Happy New Year!
I know I’m a bit late in saying it, but I’ve been on vacation for the past eight days and didn’t even take my computer with me! It was wonderful. We rang in the new year with just our family- both girls sound asleep in their beds and Adam and I barely staying awake long enough to give each other a New Year’s kiss. My, how life has changed from 5 years ago. I wouldn’t trade it, though.
Recently, I’ve had time to think and reflect during some “me time” that Adam graciously gave me. So much happened in 2012; mostly good, some not-so-good. We finished out the year with a lot to be thankful for, along with some unknown still hanging in the air, resulting in a bit of anxiousness.
While all these things are going through my mind, I didn’t want to have it negatively affect me. What’s going to happen will happen, it is ultimately out of my control. When my abnormal EKG came back a couple weeks ago, it really shook me up. I started to realize that life is really short and I need to soak up as much time with my precious girls and husband as I can.
So, this year I decided not to make a new years resolutions that I had a 50/50 chance of keeping, but instead to come up with a word that I would try to remember throughout the year. I wanted it to be something that would help me be a better person. The word I came up with is purposeful.

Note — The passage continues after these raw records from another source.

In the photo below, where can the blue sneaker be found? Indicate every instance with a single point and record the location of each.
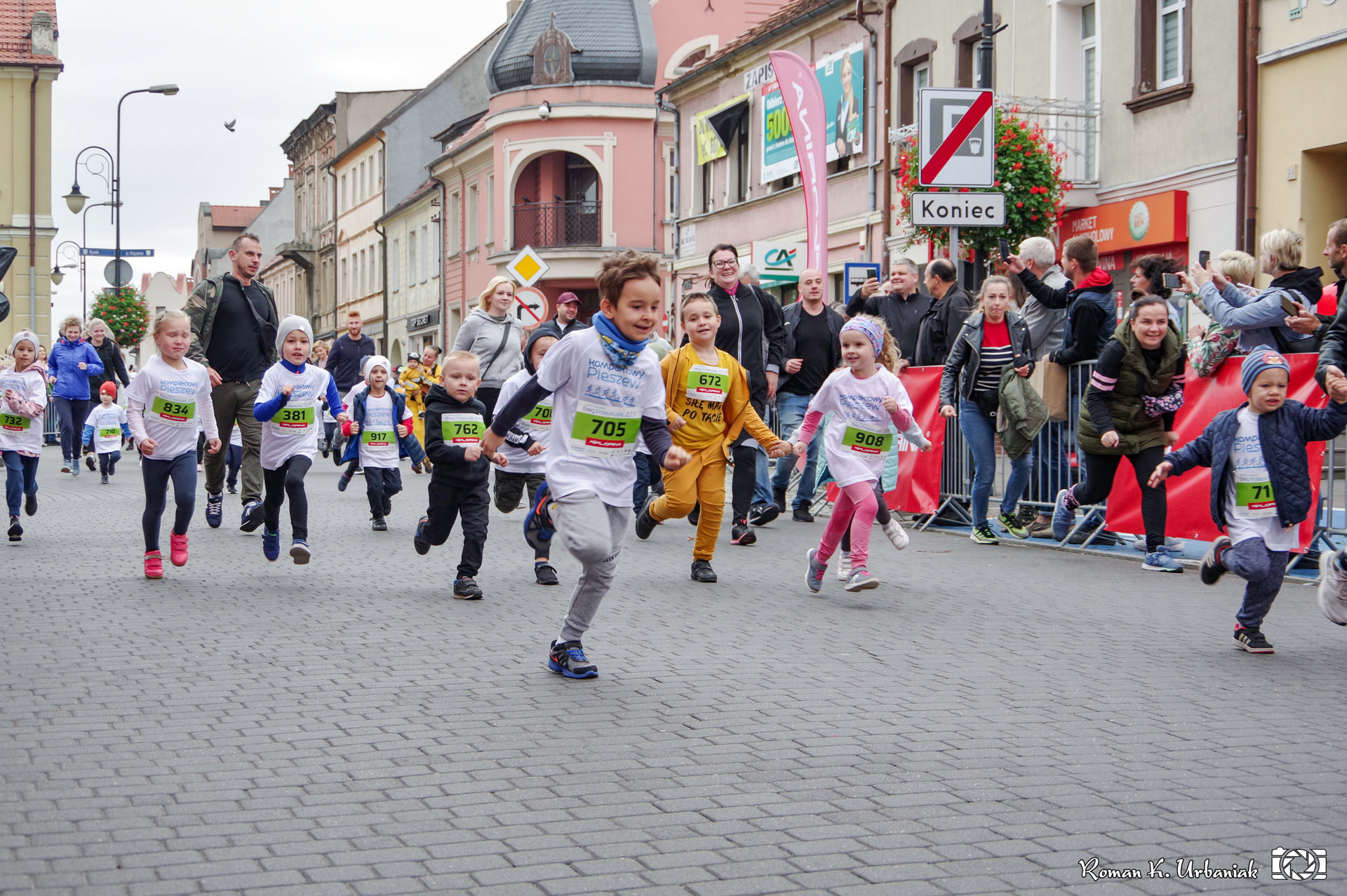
(269, 544)
(1064, 514)
(568, 659)
(538, 522)
(814, 575)
(253, 516)
(215, 509)
(1159, 561)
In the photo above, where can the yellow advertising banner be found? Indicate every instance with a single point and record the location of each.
(709, 143)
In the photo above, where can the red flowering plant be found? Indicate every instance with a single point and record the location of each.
(1028, 171)
(126, 313)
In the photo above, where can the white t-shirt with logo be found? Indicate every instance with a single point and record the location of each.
(107, 427)
(379, 433)
(166, 405)
(597, 417)
(294, 429)
(19, 433)
(861, 434)
(538, 423)
(1250, 504)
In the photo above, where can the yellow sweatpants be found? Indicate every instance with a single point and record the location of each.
(701, 480)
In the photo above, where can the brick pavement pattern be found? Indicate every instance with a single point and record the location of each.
(984, 723)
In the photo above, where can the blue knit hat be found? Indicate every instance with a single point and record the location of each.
(1257, 363)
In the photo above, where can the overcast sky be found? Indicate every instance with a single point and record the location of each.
(267, 64)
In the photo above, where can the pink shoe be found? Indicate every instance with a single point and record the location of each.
(178, 549)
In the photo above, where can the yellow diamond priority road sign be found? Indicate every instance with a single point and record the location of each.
(528, 267)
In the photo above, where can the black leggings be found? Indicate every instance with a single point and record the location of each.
(881, 516)
(1099, 473)
(72, 414)
(156, 473)
(286, 481)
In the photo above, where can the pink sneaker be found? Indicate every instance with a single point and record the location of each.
(178, 549)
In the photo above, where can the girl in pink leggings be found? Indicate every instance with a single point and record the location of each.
(865, 399)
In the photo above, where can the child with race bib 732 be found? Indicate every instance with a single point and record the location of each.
(287, 407)
(865, 398)
(163, 403)
(605, 389)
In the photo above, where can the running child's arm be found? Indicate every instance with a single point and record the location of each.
(333, 399)
(507, 417)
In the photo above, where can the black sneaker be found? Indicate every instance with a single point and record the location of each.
(1252, 641)
(467, 589)
(568, 658)
(702, 572)
(763, 514)
(644, 522)
(215, 509)
(1212, 569)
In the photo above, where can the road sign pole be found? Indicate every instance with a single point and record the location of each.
(979, 258)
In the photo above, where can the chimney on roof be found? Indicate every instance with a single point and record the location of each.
(42, 34)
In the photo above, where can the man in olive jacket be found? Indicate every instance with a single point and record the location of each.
(234, 333)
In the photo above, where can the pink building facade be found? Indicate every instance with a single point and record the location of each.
(572, 156)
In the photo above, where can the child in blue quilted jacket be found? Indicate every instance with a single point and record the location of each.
(1260, 483)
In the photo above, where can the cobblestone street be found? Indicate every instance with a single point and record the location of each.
(989, 720)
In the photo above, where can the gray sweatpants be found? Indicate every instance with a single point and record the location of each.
(593, 533)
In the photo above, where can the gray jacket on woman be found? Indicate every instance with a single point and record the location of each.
(484, 336)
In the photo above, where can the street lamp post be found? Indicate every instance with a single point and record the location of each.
(76, 200)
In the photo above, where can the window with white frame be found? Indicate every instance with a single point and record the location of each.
(424, 253)
(1170, 42)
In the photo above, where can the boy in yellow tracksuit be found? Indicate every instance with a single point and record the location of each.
(706, 395)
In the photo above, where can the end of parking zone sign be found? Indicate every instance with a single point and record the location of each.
(957, 138)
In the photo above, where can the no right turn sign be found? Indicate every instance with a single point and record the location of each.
(957, 138)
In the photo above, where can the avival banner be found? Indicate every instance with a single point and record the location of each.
(1190, 495)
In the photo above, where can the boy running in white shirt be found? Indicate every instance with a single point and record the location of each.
(605, 389)
(287, 407)
(105, 427)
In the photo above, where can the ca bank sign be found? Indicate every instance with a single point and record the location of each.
(779, 262)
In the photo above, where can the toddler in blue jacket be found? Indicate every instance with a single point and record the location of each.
(1260, 483)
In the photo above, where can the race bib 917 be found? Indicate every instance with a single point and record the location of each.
(605, 432)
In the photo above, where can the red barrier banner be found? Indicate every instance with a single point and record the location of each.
(1190, 495)
(918, 490)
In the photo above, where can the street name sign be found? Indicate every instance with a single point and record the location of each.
(956, 138)
(958, 209)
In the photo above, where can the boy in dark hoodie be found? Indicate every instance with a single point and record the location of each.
(455, 430)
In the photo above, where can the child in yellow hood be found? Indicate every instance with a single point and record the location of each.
(706, 394)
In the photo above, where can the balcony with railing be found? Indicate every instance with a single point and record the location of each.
(1071, 126)
(558, 224)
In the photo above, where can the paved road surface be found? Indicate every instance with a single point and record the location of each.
(984, 723)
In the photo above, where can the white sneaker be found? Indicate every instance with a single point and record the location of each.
(1332, 588)
(896, 534)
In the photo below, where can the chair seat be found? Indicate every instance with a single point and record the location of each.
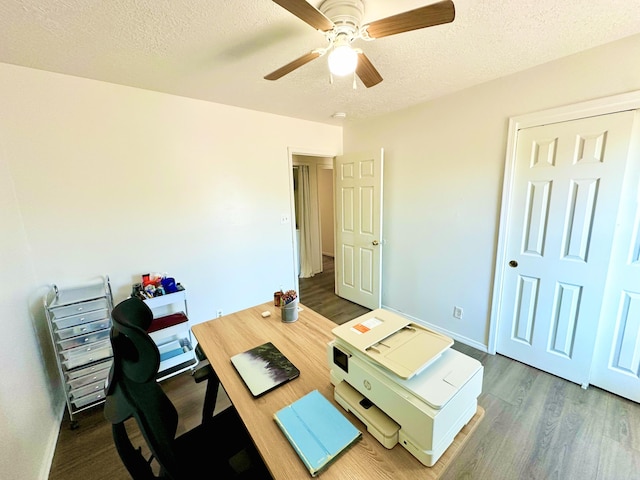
(220, 448)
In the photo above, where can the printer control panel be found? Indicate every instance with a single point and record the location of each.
(341, 359)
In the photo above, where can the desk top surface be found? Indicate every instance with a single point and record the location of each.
(304, 342)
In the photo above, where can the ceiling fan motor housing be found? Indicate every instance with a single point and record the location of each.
(345, 14)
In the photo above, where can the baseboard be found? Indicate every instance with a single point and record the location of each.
(457, 337)
(52, 443)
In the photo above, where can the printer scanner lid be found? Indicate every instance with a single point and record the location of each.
(396, 343)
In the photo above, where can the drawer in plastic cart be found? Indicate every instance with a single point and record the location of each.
(79, 308)
(84, 339)
(97, 376)
(81, 318)
(97, 386)
(88, 399)
(88, 357)
(83, 329)
(89, 369)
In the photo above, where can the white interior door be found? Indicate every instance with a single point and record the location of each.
(358, 252)
(565, 195)
(616, 363)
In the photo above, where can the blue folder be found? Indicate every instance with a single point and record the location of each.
(317, 430)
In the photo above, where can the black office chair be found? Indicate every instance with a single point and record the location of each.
(219, 447)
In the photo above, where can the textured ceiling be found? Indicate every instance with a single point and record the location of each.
(220, 50)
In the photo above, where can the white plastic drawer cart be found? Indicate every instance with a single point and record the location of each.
(79, 320)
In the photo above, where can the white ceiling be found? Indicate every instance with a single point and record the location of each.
(219, 50)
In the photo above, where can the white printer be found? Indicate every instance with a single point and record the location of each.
(404, 382)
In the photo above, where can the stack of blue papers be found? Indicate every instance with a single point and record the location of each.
(317, 430)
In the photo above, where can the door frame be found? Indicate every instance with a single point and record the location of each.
(591, 108)
(291, 152)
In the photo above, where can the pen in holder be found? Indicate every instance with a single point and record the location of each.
(289, 306)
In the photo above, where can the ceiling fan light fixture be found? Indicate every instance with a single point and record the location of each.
(343, 60)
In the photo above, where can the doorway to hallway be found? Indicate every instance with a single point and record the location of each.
(318, 293)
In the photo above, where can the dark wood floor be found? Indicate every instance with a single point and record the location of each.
(536, 426)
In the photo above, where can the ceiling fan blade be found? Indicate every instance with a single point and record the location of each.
(367, 72)
(427, 16)
(307, 13)
(291, 66)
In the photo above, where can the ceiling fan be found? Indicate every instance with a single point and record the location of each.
(341, 22)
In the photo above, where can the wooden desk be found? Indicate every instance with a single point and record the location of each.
(304, 343)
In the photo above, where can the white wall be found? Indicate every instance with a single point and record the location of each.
(104, 179)
(444, 163)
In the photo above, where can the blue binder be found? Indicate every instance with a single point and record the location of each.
(317, 430)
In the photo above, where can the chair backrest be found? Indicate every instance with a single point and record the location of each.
(132, 391)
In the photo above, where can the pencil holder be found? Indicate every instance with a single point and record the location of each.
(289, 311)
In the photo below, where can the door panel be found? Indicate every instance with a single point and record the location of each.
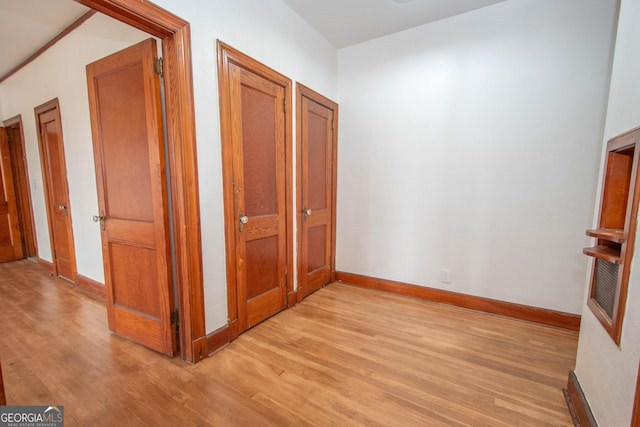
(126, 119)
(54, 171)
(259, 165)
(316, 190)
(21, 182)
(256, 152)
(10, 238)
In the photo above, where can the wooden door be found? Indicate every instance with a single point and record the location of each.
(126, 121)
(54, 172)
(317, 136)
(10, 237)
(255, 152)
(21, 182)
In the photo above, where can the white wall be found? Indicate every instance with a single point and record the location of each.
(265, 29)
(60, 72)
(473, 144)
(273, 34)
(606, 372)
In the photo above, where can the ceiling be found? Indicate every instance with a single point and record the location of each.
(27, 25)
(347, 22)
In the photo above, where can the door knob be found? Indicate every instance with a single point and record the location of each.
(100, 219)
(243, 220)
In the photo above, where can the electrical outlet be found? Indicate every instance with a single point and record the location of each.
(445, 276)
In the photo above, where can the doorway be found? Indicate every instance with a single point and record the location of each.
(256, 153)
(54, 177)
(317, 135)
(128, 145)
(176, 47)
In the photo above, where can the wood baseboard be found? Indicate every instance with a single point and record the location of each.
(502, 308)
(217, 340)
(46, 265)
(577, 403)
(90, 285)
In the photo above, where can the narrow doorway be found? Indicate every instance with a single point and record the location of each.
(129, 152)
(317, 120)
(257, 187)
(15, 138)
(54, 174)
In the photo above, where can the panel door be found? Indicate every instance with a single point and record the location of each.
(258, 144)
(11, 247)
(21, 182)
(126, 121)
(55, 177)
(316, 192)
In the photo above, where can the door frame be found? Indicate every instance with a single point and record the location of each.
(175, 34)
(304, 91)
(21, 170)
(54, 104)
(226, 56)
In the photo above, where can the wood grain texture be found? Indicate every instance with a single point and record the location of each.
(502, 308)
(56, 189)
(316, 150)
(618, 210)
(635, 421)
(23, 189)
(578, 405)
(239, 73)
(343, 356)
(178, 80)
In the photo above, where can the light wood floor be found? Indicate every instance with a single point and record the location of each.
(344, 356)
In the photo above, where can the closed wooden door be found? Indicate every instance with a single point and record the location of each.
(317, 117)
(54, 172)
(126, 121)
(255, 155)
(11, 247)
(21, 182)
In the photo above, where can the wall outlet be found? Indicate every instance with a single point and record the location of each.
(445, 276)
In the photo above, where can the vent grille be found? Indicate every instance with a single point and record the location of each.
(605, 283)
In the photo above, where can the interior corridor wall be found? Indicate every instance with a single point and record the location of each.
(270, 32)
(472, 144)
(607, 373)
(267, 30)
(60, 73)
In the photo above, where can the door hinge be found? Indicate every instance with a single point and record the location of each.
(175, 318)
(158, 66)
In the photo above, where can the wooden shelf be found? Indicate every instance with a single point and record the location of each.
(611, 234)
(604, 252)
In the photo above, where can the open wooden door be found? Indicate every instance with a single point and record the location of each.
(10, 238)
(126, 121)
(317, 131)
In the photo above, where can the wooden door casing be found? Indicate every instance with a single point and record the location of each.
(126, 122)
(21, 181)
(11, 248)
(317, 131)
(256, 147)
(54, 171)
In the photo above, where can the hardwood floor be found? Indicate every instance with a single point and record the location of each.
(344, 356)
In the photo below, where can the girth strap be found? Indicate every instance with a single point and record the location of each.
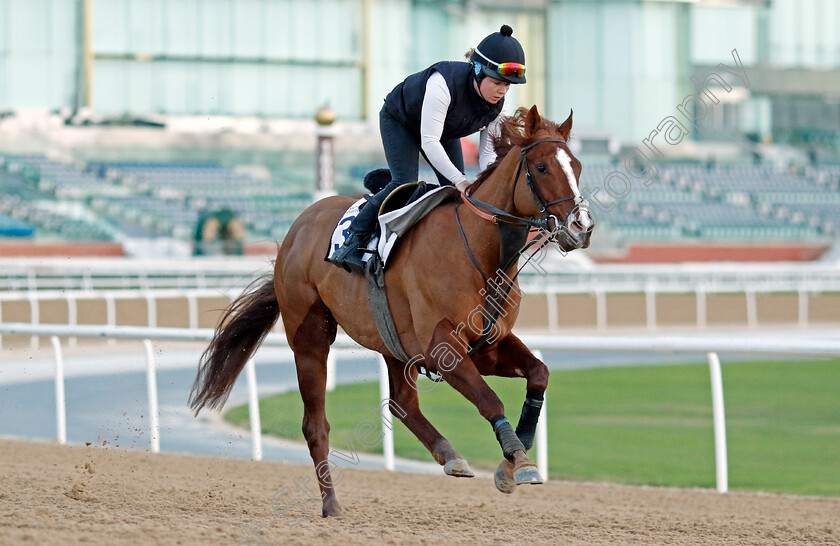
(382, 317)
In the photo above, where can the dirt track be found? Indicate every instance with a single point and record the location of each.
(60, 494)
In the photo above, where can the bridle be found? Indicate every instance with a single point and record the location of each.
(577, 221)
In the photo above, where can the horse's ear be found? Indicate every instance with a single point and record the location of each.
(566, 126)
(532, 121)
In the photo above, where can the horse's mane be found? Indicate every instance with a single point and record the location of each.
(512, 133)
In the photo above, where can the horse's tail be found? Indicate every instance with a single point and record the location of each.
(242, 329)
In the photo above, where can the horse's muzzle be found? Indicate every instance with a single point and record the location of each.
(575, 231)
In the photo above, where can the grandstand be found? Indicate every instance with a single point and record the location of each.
(119, 200)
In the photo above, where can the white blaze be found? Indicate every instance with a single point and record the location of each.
(566, 163)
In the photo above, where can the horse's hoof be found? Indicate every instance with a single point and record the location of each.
(527, 474)
(331, 509)
(458, 468)
(503, 478)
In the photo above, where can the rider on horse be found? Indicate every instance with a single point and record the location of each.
(428, 113)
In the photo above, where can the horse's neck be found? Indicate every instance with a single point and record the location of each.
(483, 235)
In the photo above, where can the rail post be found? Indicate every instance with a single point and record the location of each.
(721, 463)
(254, 411)
(60, 406)
(151, 389)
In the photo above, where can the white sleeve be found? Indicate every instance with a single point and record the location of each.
(486, 152)
(432, 116)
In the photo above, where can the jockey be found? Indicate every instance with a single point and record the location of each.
(428, 113)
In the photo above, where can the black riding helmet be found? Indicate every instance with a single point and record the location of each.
(500, 56)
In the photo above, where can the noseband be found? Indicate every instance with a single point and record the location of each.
(578, 219)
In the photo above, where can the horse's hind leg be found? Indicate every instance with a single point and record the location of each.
(405, 405)
(311, 344)
(459, 370)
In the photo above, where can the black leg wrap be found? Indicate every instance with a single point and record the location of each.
(528, 420)
(506, 436)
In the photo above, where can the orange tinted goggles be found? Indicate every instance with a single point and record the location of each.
(511, 70)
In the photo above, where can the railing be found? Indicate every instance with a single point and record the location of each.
(116, 273)
(792, 344)
(551, 291)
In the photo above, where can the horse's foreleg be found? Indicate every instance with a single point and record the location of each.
(405, 405)
(311, 345)
(514, 353)
(511, 358)
(458, 369)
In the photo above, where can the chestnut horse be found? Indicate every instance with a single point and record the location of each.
(434, 281)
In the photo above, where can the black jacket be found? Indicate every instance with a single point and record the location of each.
(468, 112)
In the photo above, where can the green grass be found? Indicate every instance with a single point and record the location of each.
(640, 425)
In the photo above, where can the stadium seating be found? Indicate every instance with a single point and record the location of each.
(112, 200)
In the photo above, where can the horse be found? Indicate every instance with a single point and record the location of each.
(436, 281)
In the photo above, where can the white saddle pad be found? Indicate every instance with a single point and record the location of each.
(392, 225)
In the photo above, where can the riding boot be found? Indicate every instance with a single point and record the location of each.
(349, 255)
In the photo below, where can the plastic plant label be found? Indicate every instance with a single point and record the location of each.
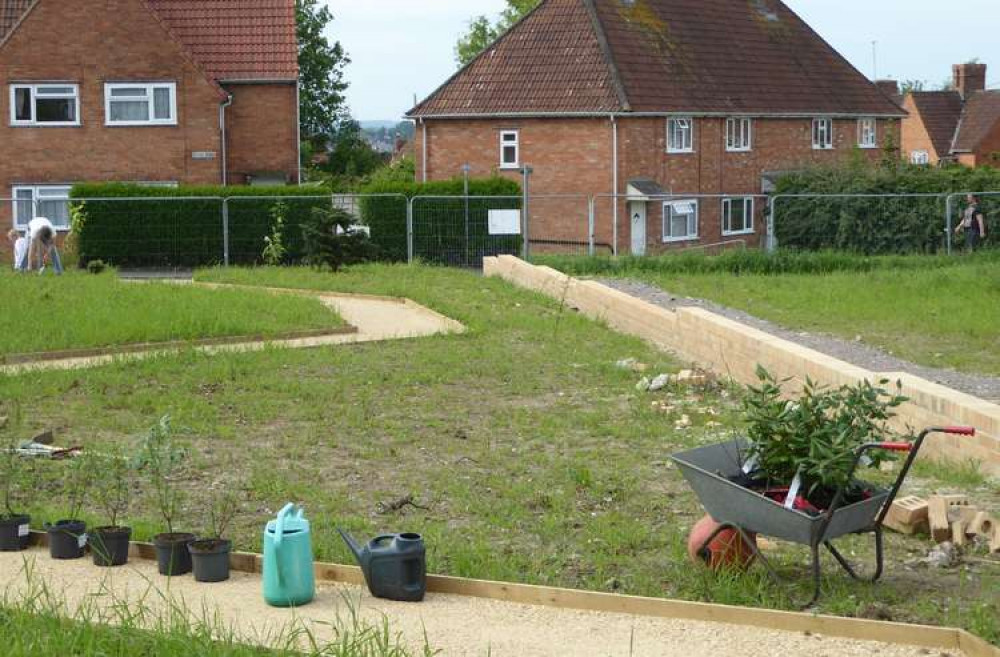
(793, 491)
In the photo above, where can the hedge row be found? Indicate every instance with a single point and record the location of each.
(877, 225)
(138, 226)
(439, 225)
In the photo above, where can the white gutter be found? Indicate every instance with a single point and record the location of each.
(222, 127)
(592, 115)
(423, 146)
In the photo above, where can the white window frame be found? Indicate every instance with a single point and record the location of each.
(668, 210)
(504, 144)
(822, 135)
(727, 215)
(674, 128)
(149, 88)
(21, 223)
(867, 133)
(739, 134)
(34, 88)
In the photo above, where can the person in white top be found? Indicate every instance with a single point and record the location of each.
(41, 245)
(20, 246)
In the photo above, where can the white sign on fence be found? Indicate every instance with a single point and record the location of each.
(505, 222)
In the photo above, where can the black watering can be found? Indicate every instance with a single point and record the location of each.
(395, 565)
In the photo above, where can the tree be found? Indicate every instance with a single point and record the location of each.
(321, 74)
(482, 32)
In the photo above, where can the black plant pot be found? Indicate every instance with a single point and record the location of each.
(67, 539)
(15, 532)
(109, 545)
(210, 558)
(172, 555)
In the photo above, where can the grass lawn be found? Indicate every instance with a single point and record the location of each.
(941, 312)
(537, 459)
(79, 310)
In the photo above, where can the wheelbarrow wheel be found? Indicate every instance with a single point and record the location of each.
(710, 544)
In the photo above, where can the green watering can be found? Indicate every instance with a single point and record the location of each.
(288, 560)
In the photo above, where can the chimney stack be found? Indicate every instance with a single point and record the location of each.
(888, 87)
(969, 78)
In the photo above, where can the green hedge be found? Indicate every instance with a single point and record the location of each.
(439, 224)
(877, 225)
(183, 226)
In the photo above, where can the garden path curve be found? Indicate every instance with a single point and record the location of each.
(455, 625)
(376, 319)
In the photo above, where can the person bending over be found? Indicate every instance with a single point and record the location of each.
(41, 246)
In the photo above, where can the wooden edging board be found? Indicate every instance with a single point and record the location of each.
(926, 636)
(143, 347)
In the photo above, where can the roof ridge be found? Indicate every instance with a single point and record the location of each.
(185, 51)
(471, 62)
(602, 41)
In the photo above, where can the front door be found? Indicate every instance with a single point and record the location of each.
(637, 210)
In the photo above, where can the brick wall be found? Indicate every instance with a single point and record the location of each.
(914, 134)
(262, 131)
(574, 156)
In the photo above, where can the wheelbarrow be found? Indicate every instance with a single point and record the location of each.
(709, 471)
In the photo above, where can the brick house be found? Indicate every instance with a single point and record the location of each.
(959, 125)
(639, 97)
(154, 91)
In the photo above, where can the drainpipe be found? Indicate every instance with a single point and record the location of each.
(222, 126)
(614, 175)
(423, 147)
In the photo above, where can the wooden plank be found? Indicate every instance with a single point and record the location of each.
(937, 514)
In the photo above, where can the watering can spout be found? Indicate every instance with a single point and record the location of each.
(353, 545)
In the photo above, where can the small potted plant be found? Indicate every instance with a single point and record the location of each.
(161, 458)
(112, 491)
(15, 527)
(210, 556)
(68, 537)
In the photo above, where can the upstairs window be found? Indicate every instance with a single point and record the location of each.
(510, 149)
(680, 135)
(822, 134)
(680, 221)
(737, 216)
(739, 134)
(140, 104)
(44, 104)
(867, 135)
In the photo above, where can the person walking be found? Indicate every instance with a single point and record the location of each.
(19, 246)
(973, 224)
(41, 245)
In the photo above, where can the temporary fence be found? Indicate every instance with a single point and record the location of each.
(461, 230)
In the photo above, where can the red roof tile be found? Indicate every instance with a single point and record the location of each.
(980, 115)
(698, 56)
(236, 39)
(229, 39)
(939, 111)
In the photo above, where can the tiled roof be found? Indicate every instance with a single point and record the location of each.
(698, 56)
(229, 39)
(980, 115)
(236, 39)
(939, 111)
(550, 62)
(10, 12)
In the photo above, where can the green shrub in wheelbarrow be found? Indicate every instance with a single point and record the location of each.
(792, 477)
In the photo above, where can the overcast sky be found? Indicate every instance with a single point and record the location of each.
(402, 48)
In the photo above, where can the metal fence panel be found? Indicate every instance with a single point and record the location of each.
(462, 230)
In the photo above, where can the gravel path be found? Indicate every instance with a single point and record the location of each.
(856, 353)
(455, 625)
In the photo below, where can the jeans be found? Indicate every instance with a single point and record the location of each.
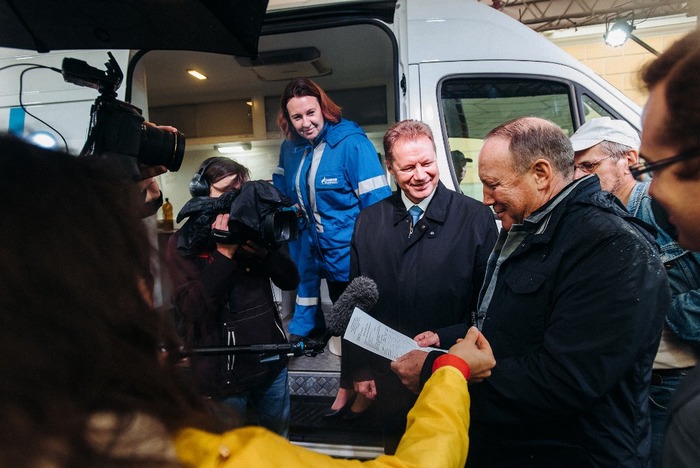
(659, 399)
(269, 402)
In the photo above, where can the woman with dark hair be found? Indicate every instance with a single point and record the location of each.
(84, 383)
(222, 289)
(329, 167)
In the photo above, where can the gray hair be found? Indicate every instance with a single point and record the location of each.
(533, 138)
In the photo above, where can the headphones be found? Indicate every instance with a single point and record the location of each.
(199, 187)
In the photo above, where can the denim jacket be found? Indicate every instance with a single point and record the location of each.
(682, 266)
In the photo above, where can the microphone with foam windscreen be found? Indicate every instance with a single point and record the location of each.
(362, 292)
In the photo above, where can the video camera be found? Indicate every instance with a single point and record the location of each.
(116, 127)
(258, 212)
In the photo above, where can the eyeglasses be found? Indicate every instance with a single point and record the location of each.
(588, 166)
(638, 170)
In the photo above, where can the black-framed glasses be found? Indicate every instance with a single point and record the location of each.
(588, 166)
(638, 170)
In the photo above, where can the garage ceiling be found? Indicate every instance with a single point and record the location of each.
(546, 15)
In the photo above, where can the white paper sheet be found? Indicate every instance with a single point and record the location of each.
(374, 336)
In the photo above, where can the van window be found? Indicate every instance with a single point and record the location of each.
(471, 107)
(592, 109)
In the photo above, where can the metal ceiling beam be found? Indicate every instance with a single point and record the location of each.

When I’m with my girls and husband, I want to be purposeful or intentional on the undivided attention I give to them. Now that I have two girls, I feel it’s hard to give both of them the time they deserve. My time is not theirs if I am on my iPhone or computer, reading articles, browsing Pinterest, or responding to Facebook comments or messages. I can’t be the wife I should be if my husband is trying to tell me about his day while I’m checking my email or concentrating on something else.
In fully being present with them, I can truly be there. Both physically and mentally.
The same goes for everything I do. I want to be purposeful in my workouts. Purposeful in friends, worshipping God, and yes, even in grocery shopping. I know I have a long way to go, but I truly believe I can be a better person by doing this.
What would your “word” be for this year?